Going to make the same with your config (but bond0 as bridge port and
using 2 interfaces in comment #0 with ifcfg-lacp)...
Comment 7 Patrick Schaaf 2024-05-23 11:29:07 UTC
(In reply to Marius Tomaschewski from comment #6)

> == dummy0 is manual and skipped + vlan10 requires it -> skip both

If that is the intended behaviour (and recent change was just about actually making it so, previously it only accidentally brought both up) - then fine with me + I will adapt my ways!

(no need from my pov for you to try and recreate my more complicated setup)
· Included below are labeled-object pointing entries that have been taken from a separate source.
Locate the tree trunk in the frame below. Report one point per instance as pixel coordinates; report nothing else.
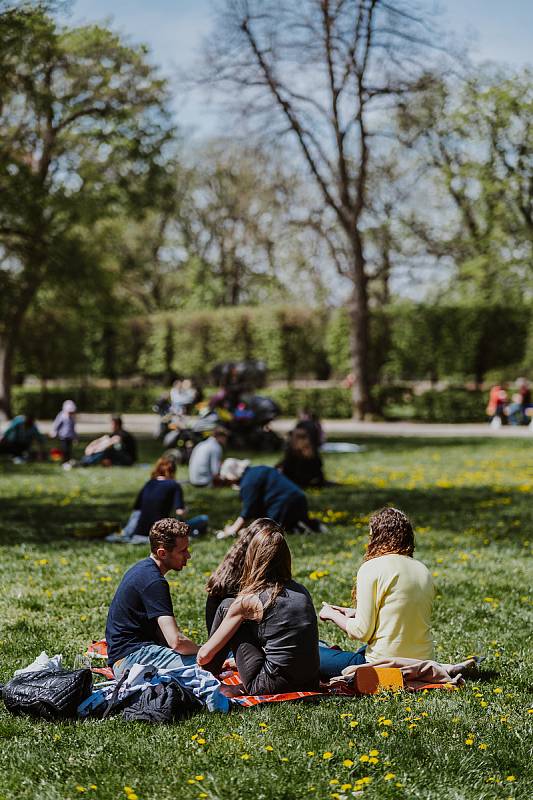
(6, 361)
(359, 336)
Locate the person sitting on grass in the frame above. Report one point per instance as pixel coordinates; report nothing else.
(301, 463)
(20, 436)
(265, 492)
(394, 594)
(271, 626)
(141, 626)
(225, 582)
(206, 459)
(160, 497)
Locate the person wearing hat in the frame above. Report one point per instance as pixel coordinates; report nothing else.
(265, 492)
(64, 429)
(206, 458)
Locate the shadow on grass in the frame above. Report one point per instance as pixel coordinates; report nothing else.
(453, 510)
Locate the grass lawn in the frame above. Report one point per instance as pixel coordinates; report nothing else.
(471, 503)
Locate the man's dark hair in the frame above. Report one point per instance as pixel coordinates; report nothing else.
(220, 431)
(164, 533)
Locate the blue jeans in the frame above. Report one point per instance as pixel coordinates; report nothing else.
(333, 661)
(185, 670)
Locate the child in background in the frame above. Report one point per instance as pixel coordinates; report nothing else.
(64, 429)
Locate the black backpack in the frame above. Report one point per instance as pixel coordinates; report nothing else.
(162, 703)
(48, 695)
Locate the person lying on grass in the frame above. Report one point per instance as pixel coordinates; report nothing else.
(394, 594)
(271, 625)
(141, 626)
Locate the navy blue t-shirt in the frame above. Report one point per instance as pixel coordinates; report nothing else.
(265, 492)
(143, 595)
(157, 500)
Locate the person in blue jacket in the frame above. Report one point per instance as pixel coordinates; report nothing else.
(265, 492)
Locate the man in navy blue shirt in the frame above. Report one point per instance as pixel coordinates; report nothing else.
(265, 492)
(141, 627)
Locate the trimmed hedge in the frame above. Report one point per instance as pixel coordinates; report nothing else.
(450, 405)
(89, 400)
(332, 402)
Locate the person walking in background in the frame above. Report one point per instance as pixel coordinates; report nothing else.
(64, 429)
(496, 406)
(206, 459)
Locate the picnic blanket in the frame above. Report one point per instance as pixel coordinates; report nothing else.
(356, 681)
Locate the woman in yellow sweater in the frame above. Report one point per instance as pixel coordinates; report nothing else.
(394, 597)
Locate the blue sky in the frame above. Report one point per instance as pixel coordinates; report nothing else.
(499, 30)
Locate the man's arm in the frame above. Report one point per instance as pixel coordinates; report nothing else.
(175, 639)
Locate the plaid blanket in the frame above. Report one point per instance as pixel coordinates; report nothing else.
(230, 677)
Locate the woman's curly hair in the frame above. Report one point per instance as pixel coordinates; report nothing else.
(391, 532)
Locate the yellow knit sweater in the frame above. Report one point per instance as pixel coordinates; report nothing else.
(393, 615)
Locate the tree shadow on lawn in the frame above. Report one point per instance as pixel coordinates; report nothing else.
(454, 510)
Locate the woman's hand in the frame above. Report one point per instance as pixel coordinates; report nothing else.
(347, 612)
(326, 612)
(203, 655)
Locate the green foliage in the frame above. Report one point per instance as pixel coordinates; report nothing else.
(289, 340)
(450, 405)
(83, 132)
(331, 402)
(89, 399)
(471, 506)
(455, 341)
(477, 141)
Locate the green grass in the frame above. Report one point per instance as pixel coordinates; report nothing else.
(471, 504)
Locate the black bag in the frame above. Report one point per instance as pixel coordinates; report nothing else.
(48, 695)
(162, 703)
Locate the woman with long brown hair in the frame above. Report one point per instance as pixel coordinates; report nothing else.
(271, 625)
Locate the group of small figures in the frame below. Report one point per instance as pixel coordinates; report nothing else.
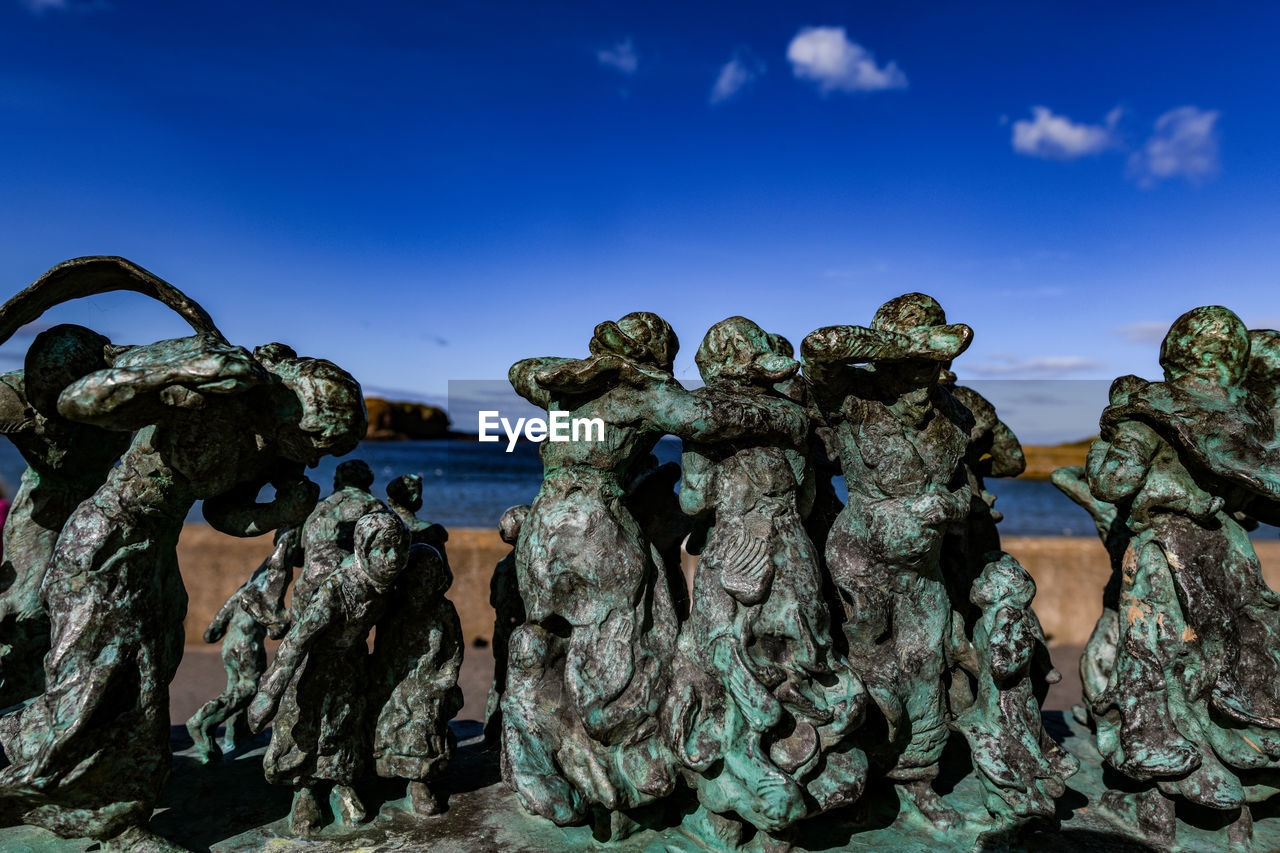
(823, 646)
(821, 649)
(334, 706)
(120, 442)
(828, 647)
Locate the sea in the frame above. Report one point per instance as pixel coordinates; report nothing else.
(470, 484)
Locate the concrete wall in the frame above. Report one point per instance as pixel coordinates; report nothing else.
(1069, 575)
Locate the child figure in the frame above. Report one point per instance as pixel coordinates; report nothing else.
(416, 661)
(243, 623)
(1022, 770)
(318, 685)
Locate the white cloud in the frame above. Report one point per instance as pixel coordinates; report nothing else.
(1147, 332)
(734, 76)
(1056, 137)
(1001, 364)
(621, 56)
(830, 59)
(1184, 145)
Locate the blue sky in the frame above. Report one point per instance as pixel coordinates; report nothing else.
(426, 192)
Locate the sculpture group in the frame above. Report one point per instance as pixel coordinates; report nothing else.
(822, 649)
(1182, 673)
(120, 442)
(796, 675)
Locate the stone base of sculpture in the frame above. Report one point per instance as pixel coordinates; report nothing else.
(228, 808)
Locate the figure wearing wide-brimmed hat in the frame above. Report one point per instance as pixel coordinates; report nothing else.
(1189, 703)
(762, 706)
(903, 438)
(600, 623)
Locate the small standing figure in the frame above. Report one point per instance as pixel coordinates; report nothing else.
(1100, 651)
(405, 498)
(254, 611)
(328, 536)
(316, 689)
(903, 439)
(416, 661)
(1020, 769)
(508, 614)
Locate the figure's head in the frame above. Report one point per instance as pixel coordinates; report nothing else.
(382, 546)
(1265, 360)
(741, 352)
(933, 342)
(56, 357)
(425, 561)
(908, 313)
(1123, 387)
(1002, 582)
(1207, 343)
(529, 647)
(641, 336)
(781, 345)
(355, 473)
(319, 411)
(406, 491)
(512, 520)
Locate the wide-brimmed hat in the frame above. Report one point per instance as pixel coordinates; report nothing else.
(739, 349)
(1205, 341)
(640, 336)
(920, 319)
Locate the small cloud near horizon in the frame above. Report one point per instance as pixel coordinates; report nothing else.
(1010, 366)
(826, 56)
(1056, 137)
(737, 73)
(1184, 145)
(1146, 332)
(621, 56)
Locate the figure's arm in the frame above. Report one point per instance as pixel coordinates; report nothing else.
(218, 625)
(237, 512)
(1073, 483)
(696, 473)
(522, 377)
(291, 653)
(16, 414)
(263, 598)
(695, 418)
(147, 382)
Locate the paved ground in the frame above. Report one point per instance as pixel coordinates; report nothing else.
(200, 678)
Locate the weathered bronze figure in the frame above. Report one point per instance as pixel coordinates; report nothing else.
(1189, 708)
(316, 692)
(242, 624)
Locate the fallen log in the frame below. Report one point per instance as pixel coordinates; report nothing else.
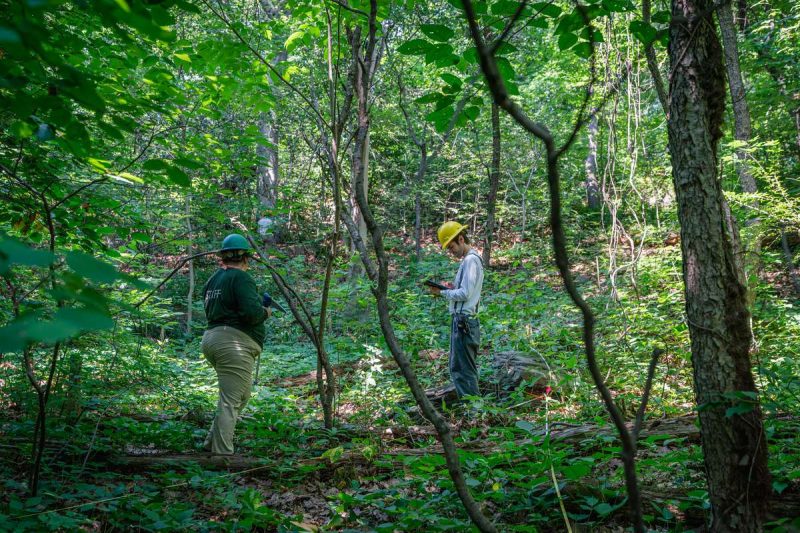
(227, 462)
(510, 369)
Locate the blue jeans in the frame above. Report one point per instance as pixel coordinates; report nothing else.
(465, 337)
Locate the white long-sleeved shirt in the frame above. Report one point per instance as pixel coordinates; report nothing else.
(465, 296)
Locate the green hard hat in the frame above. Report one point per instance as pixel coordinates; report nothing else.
(234, 241)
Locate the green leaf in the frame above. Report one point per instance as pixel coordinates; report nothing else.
(415, 47)
(603, 509)
(505, 7)
(13, 252)
(567, 40)
(644, 33)
(577, 470)
(179, 177)
(91, 268)
(438, 51)
(539, 23)
(471, 112)
(547, 9)
(9, 36)
(437, 32)
(21, 129)
(450, 79)
(524, 425)
(739, 410)
(570, 23)
(779, 486)
(583, 50)
(595, 34)
(662, 17)
(155, 164)
(428, 98)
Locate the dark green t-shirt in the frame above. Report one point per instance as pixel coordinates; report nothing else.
(231, 299)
Thank you again for the answers, they give me the direction I need. I'd be happy for the ticket to be closed.
Comment 8 Marius Tomaschewski 2024-05-23 13:30:07 UTC
(In reply to Patrick Schaaf from comment #7)
> (In reply to Marius Tomaschewski from comment #6)
> 
> > == dummy0 is manual and skipped + vlan10 requires it -> skip both
> 
> If that is the intended behaviour (and recent change was just about actually
> making it so, previously it only accidentally brought both up) - then fine
> with me + I will adapt my ways!

OK. Yes, previously we were not considering STARTMODE=manual and off properly.

> (no need from my pov for you to try and recreate my more complicated setup)
> 
> Thank you again for the answers, they give me the direction I need. I'd be
> happy for the ticket to be closed.

OK, thanks for the report anyway! Closing as "problem described is not a bug."